4. Basis of Valuation

4.1 Rental/comparison

Rental evidence is likely to be sparse for town halls, since they are invariably owner occupied. Valuation by comparison with other rented or settled assessments may be possible, but only where the town hall is of a size and character likely to be suitable for the requirements of tenants who are active in the office rental market in the locality. If the hereditament is physically distinguishable from normal rented office accommodation in the locality, rents passing may still provide a guide, if discounted to reflect features which impose high running/maintenance costs and which are of no recognised benefit for the local authority as occupier. But where the hereditament includes features for which there would be no demand in the normal office rental market, but which would justify an overbid from the local authority because they meet a recognised functional need, the contractor’s basis may be used either in conjunction with the rental/comparative approach (the “Hybrid Approach” described below), or in substitution.

4.2 Contractor’s Basis

This is the only principal alternative method available. The Stage 1 costs adopted should be those of a modern alternative, stripped of unnecessary ornamentation, and superfluous space. The Stage 3 land value should reflect the area in which the modern alternative might most reasonably be sited. Where the actual hereditament is located in an area of high land value it is necessary to consider whether the occupier gains any advantage from being in that location. In many cases it will be appropriate to conclude that this is so, since alternative location in a less central area may impose access difficulties on both staff and the community in general.

4.3 The “Hybrid Approach”

4.3.1 Many town halls consist largely of offices and are located in towns where there are already other office hereditaments of similar size. In these circumstances the rental comparative approach is of assistance. But most Town Halls contain specialised features not found in rented office buildings:

Council chambers - sometimes purpose built with tiered seating and occasionally ornate design.

Assembly Halls used for election counts, and often available for public hire for social events, charitable fund-raising, and concerts.
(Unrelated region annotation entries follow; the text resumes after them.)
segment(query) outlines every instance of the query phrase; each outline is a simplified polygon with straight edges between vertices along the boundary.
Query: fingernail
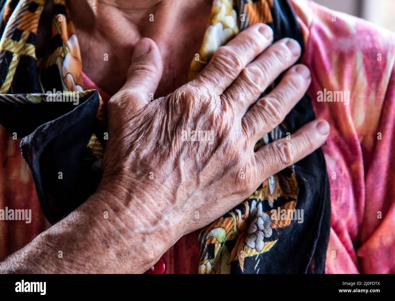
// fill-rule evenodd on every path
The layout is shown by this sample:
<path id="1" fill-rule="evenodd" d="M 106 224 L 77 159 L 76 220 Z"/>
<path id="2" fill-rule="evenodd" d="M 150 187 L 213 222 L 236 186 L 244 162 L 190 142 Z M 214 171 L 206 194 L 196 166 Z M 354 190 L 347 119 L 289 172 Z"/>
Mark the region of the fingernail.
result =
<path id="1" fill-rule="evenodd" d="M 326 120 L 320 122 L 316 125 L 317 130 L 322 135 L 326 135 L 329 133 L 329 123 Z"/>
<path id="2" fill-rule="evenodd" d="M 310 69 L 304 65 L 299 65 L 296 67 L 295 71 L 306 79 L 309 78 L 311 74 Z"/>
<path id="3" fill-rule="evenodd" d="M 299 55 L 301 51 L 300 45 L 299 45 L 299 43 L 293 39 L 289 39 L 285 45 L 291 51 L 292 54 L 295 56 Z"/>
<path id="4" fill-rule="evenodd" d="M 273 31 L 269 25 L 263 25 L 259 28 L 259 32 L 268 40 L 270 40 L 273 36 Z"/>
<path id="5" fill-rule="evenodd" d="M 133 50 L 133 58 L 137 58 L 144 54 L 146 54 L 151 49 L 150 43 L 145 40 L 140 40 L 137 42 Z"/>

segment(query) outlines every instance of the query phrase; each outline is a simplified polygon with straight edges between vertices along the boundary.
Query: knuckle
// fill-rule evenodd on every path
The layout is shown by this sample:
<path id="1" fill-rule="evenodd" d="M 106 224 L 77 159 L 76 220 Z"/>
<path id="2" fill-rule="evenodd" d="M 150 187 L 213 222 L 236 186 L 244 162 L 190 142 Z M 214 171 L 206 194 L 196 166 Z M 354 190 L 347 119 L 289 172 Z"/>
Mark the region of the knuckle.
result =
<path id="1" fill-rule="evenodd" d="M 232 73 L 238 74 L 243 67 L 243 60 L 240 54 L 228 46 L 221 46 L 215 52 L 215 62 L 224 66 Z"/>
<path id="2" fill-rule="evenodd" d="M 287 62 L 287 53 L 285 46 L 282 44 L 275 44 L 269 49 L 268 60 L 271 62 L 272 66 L 283 67 Z"/>
<path id="3" fill-rule="evenodd" d="M 284 88 L 285 93 L 292 95 L 299 91 L 303 91 L 305 90 L 305 81 L 298 74 L 293 74 L 287 77 L 286 81 L 286 85 Z"/>
<path id="4" fill-rule="evenodd" d="M 282 165 L 290 165 L 295 157 L 293 144 L 289 141 L 275 142 L 269 144 L 271 153 Z"/>
<path id="5" fill-rule="evenodd" d="M 264 68 L 259 64 L 252 63 L 243 70 L 240 74 L 248 87 L 252 87 L 260 91 L 262 86 L 267 84 L 269 75 L 267 70 L 269 68 Z"/>
<path id="6" fill-rule="evenodd" d="M 282 121 L 282 106 L 276 98 L 266 96 L 257 103 L 263 115 L 265 122 L 274 126 Z"/>

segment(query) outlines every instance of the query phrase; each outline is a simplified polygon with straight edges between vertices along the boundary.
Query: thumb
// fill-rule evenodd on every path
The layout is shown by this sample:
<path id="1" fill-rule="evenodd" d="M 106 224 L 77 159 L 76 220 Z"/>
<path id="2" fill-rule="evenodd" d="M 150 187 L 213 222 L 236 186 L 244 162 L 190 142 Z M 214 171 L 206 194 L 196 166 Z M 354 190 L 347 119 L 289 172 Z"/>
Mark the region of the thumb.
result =
<path id="1" fill-rule="evenodd" d="M 126 81 L 117 94 L 120 93 L 124 99 L 130 95 L 136 109 L 146 105 L 153 99 L 162 69 L 162 58 L 155 42 L 147 37 L 140 39 L 135 46 Z"/>

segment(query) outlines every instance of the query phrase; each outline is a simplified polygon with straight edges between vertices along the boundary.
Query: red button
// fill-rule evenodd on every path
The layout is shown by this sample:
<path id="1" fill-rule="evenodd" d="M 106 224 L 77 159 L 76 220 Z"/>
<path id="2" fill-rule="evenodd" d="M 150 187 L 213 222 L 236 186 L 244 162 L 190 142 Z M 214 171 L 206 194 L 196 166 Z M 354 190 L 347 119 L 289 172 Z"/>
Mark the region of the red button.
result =
<path id="1" fill-rule="evenodd" d="M 160 258 L 150 269 L 147 274 L 163 274 L 165 272 L 165 262 Z"/>

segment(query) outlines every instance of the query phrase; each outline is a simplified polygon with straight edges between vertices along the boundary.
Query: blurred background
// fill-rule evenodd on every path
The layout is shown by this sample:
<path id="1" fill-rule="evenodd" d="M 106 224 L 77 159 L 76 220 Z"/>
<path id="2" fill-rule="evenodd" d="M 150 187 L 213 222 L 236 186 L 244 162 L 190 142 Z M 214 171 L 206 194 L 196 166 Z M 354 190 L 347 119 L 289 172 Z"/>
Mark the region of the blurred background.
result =
<path id="1" fill-rule="evenodd" d="M 395 0 L 313 0 L 331 9 L 342 11 L 395 31 Z"/>

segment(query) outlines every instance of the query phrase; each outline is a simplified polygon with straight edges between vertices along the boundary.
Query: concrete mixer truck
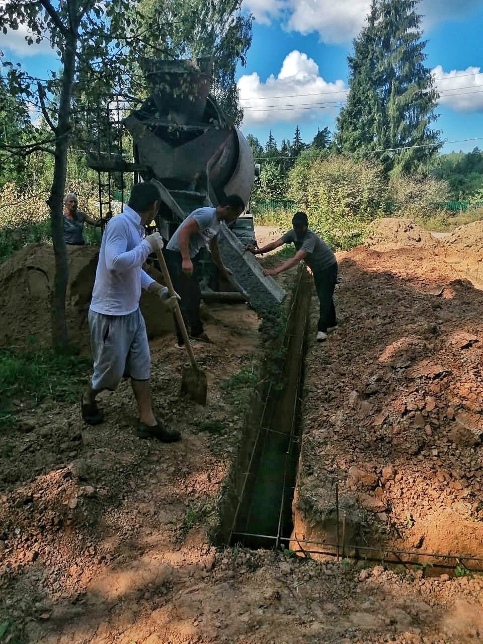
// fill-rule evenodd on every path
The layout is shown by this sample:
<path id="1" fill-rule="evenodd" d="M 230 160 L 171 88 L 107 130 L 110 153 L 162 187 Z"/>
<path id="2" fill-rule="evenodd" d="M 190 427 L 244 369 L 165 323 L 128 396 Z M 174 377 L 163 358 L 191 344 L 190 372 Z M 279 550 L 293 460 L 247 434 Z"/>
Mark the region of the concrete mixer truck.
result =
<path id="1" fill-rule="evenodd" d="M 253 187 L 256 168 L 247 140 L 209 94 L 212 64 L 209 59 L 146 59 L 151 95 L 124 121 L 133 137 L 135 164 L 142 169 L 142 180 L 152 182 L 160 191 L 156 223 L 166 241 L 195 209 L 216 206 L 233 194 L 247 204 Z M 205 300 L 245 299 L 256 309 L 281 302 L 283 290 L 263 275 L 226 226 L 219 244 L 235 281 L 222 283 L 207 250 L 200 261 Z"/>

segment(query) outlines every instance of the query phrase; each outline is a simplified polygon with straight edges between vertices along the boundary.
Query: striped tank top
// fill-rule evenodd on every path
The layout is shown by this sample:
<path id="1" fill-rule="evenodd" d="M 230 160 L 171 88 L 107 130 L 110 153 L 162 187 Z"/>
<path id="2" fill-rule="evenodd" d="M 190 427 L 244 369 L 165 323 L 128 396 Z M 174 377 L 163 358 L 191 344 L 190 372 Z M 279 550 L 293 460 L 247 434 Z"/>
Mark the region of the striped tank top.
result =
<path id="1" fill-rule="evenodd" d="M 73 219 L 64 214 L 64 237 L 66 243 L 82 246 L 86 243 L 84 240 L 84 220 L 79 211 L 76 211 Z"/>

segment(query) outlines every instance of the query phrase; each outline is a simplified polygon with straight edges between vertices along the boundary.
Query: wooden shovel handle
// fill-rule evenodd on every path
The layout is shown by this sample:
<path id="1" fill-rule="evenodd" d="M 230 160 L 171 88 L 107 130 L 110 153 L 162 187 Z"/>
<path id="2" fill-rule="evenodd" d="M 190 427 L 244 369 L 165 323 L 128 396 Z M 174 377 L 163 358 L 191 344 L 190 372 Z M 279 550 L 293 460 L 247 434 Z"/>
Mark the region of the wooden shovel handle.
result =
<path id="1" fill-rule="evenodd" d="M 173 282 L 171 281 L 171 278 L 169 276 L 169 272 L 167 270 L 167 267 L 166 266 L 166 261 L 164 259 L 164 256 L 163 254 L 158 251 L 156 252 L 156 256 L 158 258 L 158 261 L 161 267 L 161 270 L 163 274 L 163 277 L 164 278 L 164 281 L 167 287 L 167 290 L 169 295 L 172 298 L 176 298 L 175 294 L 175 289 L 173 287 Z M 181 329 L 181 332 L 183 335 L 183 339 L 184 340 L 185 346 L 189 355 L 189 359 L 191 361 L 191 365 L 193 365 L 193 369 L 198 370 L 198 365 L 196 364 L 196 361 L 194 358 L 194 354 L 193 352 L 193 349 L 191 348 L 191 345 L 189 343 L 189 337 L 188 336 L 188 332 L 186 330 L 186 327 L 184 324 L 184 320 L 183 319 L 183 316 L 181 314 L 181 309 L 180 308 L 179 302 L 178 301 L 178 298 L 176 298 L 176 308 L 175 308 L 175 315 L 176 316 L 176 319 L 178 321 L 178 324 Z"/>

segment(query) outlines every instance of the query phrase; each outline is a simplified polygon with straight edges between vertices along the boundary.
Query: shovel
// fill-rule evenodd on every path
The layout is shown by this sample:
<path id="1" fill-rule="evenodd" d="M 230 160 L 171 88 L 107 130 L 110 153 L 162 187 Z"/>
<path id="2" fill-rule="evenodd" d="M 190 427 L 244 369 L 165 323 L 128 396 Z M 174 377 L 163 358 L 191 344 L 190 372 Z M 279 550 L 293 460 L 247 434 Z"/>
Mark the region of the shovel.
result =
<path id="1" fill-rule="evenodd" d="M 156 253 L 156 256 L 157 257 L 158 261 L 161 267 L 161 270 L 162 271 L 163 277 L 164 278 L 164 281 L 167 287 L 169 295 L 171 297 L 176 297 L 175 295 L 175 289 L 173 287 L 173 282 L 171 281 L 171 278 L 169 276 L 167 267 L 166 266 L 164 256 L 162 252 L 158 252 Z M 194 354 L 193 352 L 191 345 L 189 343 L 188 332 L 186 330 L 184 320 L 183 319 L 183 316 L 181 314 L 181 309 L 180 308 L 180 305 L 178 302 L 178 298 L 176 298 L 175 315 L 176 316 L 178 324 L 181 329 L 181 332 L 183 335 L 183 339 L 184 341 L 184 346 L 186 347 L 186 350 L 188 352 L 189 359 L 191 363 L 191 368 L 186 367 L 183 370 L 183 377 L 181 381 L 181 393 L 187 393 L 187 395 L 192 398 L 195 402 L 198 402 L 198 404 L 206 404 L 206 396 L 208 391 L 208 383 L 206 378 L 206 374 L 204 371 L 202 371 L 196 364 L 196 361 L 194 359 Z"/>

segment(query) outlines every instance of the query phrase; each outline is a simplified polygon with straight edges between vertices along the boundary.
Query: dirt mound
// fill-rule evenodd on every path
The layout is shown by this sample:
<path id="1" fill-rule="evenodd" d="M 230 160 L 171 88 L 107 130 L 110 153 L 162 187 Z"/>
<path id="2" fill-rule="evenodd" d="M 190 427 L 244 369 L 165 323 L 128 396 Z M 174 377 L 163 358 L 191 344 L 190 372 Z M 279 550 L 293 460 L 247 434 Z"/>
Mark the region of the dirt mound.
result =
<path id="1" fill-rule="evenodd" d="M 483 251 L 483 222 L 473 222 L 459 226 L 443 240 L 445 246 L 468 249 L 475 252 Z"/>
<path id="2" fill-rule="evenodd" d="M 386 217 L 372 222 L 365 240 L 367 246 L 395 244 L 397 246 L 436 246 L 431 233 L 411 219 Z"/>
<path id="3" fill-rule="evenodd" d="M 95 246 L 68 247 L 69 279 L 66 296 L 69 337 L 88 350 L 88 312 L 99 258 Z M 150 269 L 149 272 L 151 272 Z M 160 274 L 153 277 L 160 279 Z M 50 345 L 50 296 L 55 265 L 52 246 L 30 245 L 0 265 L 0 307 L 3 324 L 0 346 Z M 162 281 L 162 280 L 160 280 Z M 141 310 L 150 337 L 173 328 L 171 314 L 155 296 L 144 293 Z"/>
<path id="4" fill-rule="evenodd" d="M 66 298 L 72 341 L 82 346 L 88 336 L 87 313 L 99 249 L 76 246 L 68 250 L 69 281 Z M 14 253 L 0 266 L 0 307 L 3 325 L 0 345 L 24 345 L 35 338 L 51 341 L 50 295 L 55 273 L 53 249 L 31 245 Z"/>
<path id="5" fill-rule="evenodd" d="M 308 353 L 298 540 L 336 544 L 338 502 L 346 544 L 482 556 L 483 293 L 441 250 L 338 257 L 340 328 Z"/>

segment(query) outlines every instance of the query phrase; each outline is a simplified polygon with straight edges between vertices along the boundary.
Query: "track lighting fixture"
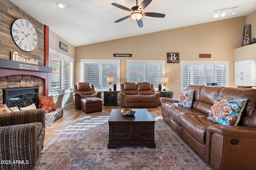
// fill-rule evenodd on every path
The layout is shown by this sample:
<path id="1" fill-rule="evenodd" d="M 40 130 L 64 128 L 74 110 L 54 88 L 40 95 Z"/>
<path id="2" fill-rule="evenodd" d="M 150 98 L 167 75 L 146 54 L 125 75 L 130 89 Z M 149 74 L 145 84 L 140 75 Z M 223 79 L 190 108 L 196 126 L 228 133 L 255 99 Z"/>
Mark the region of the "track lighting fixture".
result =
<path id="1" fill-rule="evenodd" d="M 58 2 L 56 3 L 56 4 L 58 6 L 62 8 L 65 8 L 66 6 L 66 4 L 62 2 Z"/>
<path id="2" fill-rule="evenodd" d="M 226 13 L 225 12 L 223 12 L 223 11 L 221 11 L 221 15 L 220 16 L 222 17 L 224 17 L 226 15 Z"/>
<path id="3" fill-rule="evenodd" d="M 228 10 L 232 10 L 232 13 L 231 14 L 236 14 L 236 10 L 235 9 L 237 8 L 239 6 L 235 6 L 232 8 L 227 8 L 221 9 L 220 10 L 215 10 L 213 11 L 214 12 L 215 12 L 215 14 L 214 14 L 214 17 L 215 18 L 218 17 L 219 14 L 218 12 L 218 11 L 221 11 L 221 14 L 220 15 L 220 16 L 222 17 L 224 17 L 226 15 L 226 13 L 224 11 L 225 10 L 226 11 Z"/>

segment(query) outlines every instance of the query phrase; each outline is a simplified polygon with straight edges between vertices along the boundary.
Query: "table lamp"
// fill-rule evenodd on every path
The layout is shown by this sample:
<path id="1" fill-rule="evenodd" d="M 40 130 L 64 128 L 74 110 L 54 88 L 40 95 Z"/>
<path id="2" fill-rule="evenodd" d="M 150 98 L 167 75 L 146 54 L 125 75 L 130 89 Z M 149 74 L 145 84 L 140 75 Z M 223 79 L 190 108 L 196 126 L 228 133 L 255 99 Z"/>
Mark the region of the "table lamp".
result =
<path id="1" fill-rule="evenodd" d="M 163 91 L 166 91 L 166 85 L 165 83 L 169 82 L 169 77 L 161 77 L 161 82 L 163 83 Z"/>
<path id="2" fill-rule="evenodd" d="M 114 82 L 114 77 L 107 77 L 107 82 L 109 82 L 109 91 L 112 90 L 111 90 L 111 82 Z"/>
Staff facilities which may be considerably more generous than is normally the case in large commercial office buildings, and may include a social club and bar.

4.3.2 It may be possible to value a town hall with some of these features by adopting a hybrid approach, using a rent per sq m drawn from analysis of other rented (or settled) office hereditaments, and adding a contractor’s basis element for certain specialised features not found within the comparables. In the case of council chambers this may be unnecessary where it can be accepted that the modern substitute may involve comparatively slight adaptation of open plan office space. For larger authorities, however, with a need to provide seating for larger numbers, including public galleries, accommodation significantly exceeding the space and specification standards found in the best office boardrooms will be indispensable.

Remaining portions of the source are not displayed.